Conclusion: These results suggest clinical benefit of lenabasum on skin disease in DM may be mediated in part through reduction of IFNγ, pIRF3 (Type 1 Interferon related pathway), and IL-31 expression. These results support and extend previous findings. No significant change in cell counts from week 0 to 16 when comparing treatment with 20mg BID of Lenabasum to placebo.
Lenabasum significantly decreased phosphorylated interferon regulatory transcription factor 3 (pIRF3) and interferon gamma (IFNy) (p < 0.05) at 16 weeks compared to placebo. There was a trend towards a decrease in interleukin (IL) -31 (p=0.08).

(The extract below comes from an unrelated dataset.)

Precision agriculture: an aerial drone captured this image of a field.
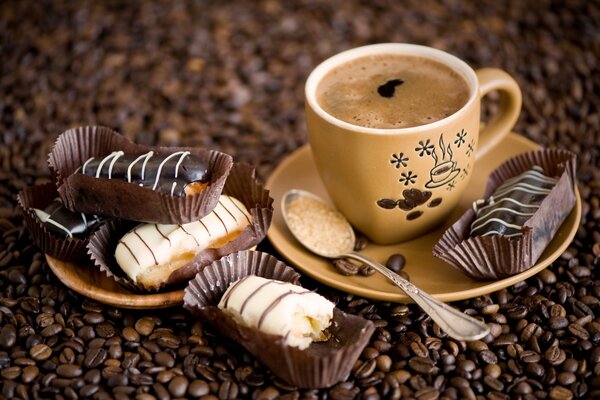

Subset analysis of subjects who received 20mg twice a day of Lenabasum showed that changes in the cutaneous dermatomyositis disease area and severity index activity (CDASI-A) score were positively correlated with change in the median pixel intensity in IL31. R = 0.636, p = 0.026 Disclosures: T. Vazquez, None; M. Sharma, None; R. Feng, None; D. Diaz, None; N. Kodali, None; J. Dan, None; M. Grinnell, None; E. Keyes, None; G. Sprow, None; B. White, Corbus Pharmaceuticals, Inc.; V. Werth, GlaxoSmithKline, CLASI.